For reasons unknown I feel an almost magnetic allure to the gritty, industrial, smoke stack cities of America. Non tourist traps such as Indianapolis, Cleveland, Billings, Trenton, Gary, Detroit, Cheyenne, Bozeman, Milwaukee, Boise, Cincinnati, and Philadelphia have stories to tell.
Minneapolis (LINK), where we live, has a distinctive whiff of grain, oil, grease and human sweat. Less evident these days for sure but downtown buildings like The Lumber Exchange, The Grain Exchange, the freight railroads that criss-cross Minneapolis like slash marks from the paws of a ferocious bear and the grain elevators that make their home without public protest in the midst of residential neighborhoods all point to a past where human effort and the infrastructure of man’s toil; brutalist architecture, came first, conventional aesthetics and appearance second. But time has rusted the steel, yellowed and cracked the paint, crumbled the bricks and rotted the wood.

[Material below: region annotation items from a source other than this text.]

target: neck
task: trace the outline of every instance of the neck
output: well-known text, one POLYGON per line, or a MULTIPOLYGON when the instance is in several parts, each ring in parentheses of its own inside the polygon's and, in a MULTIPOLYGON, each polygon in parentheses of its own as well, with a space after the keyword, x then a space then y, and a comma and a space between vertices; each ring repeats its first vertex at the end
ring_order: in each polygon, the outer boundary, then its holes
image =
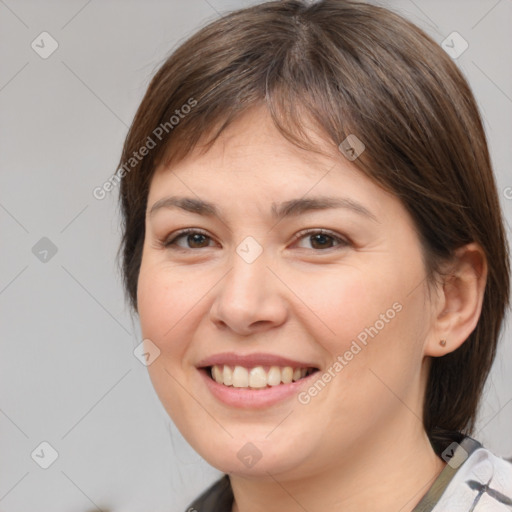
POLYGON ((371 439, 354 443, 351 453, 345 451, 314 474, 276 474, 265 480, 231 475, 233 512, 412 511, 445 464, 418 419, 410 415, 405 423, 405 430, 393 425, 373 432, 371 439))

However, beauty has become the by-product, an accident, of a city that doesn’t concern itself with the maintenance of a once unsullied exterior. Do it once, do it right seems to have been the manifesto.
We’ll not discuss the strip mall and fast food franchise (LINK) epidemic that dooms both rural and urban America to an identically and disorientating future. For now cities like Minneapolis are safe as developers have their eyes set on the suburbs whose population’s insatiable appetite for “stuff” perpetuates a spread outwards, not inwards, leaving the heart of the city beating strong, but slowly decaying (LINK), much to my pleasure.
Now THAT is well put, my friend.
ReplyDeleteThanks Nick.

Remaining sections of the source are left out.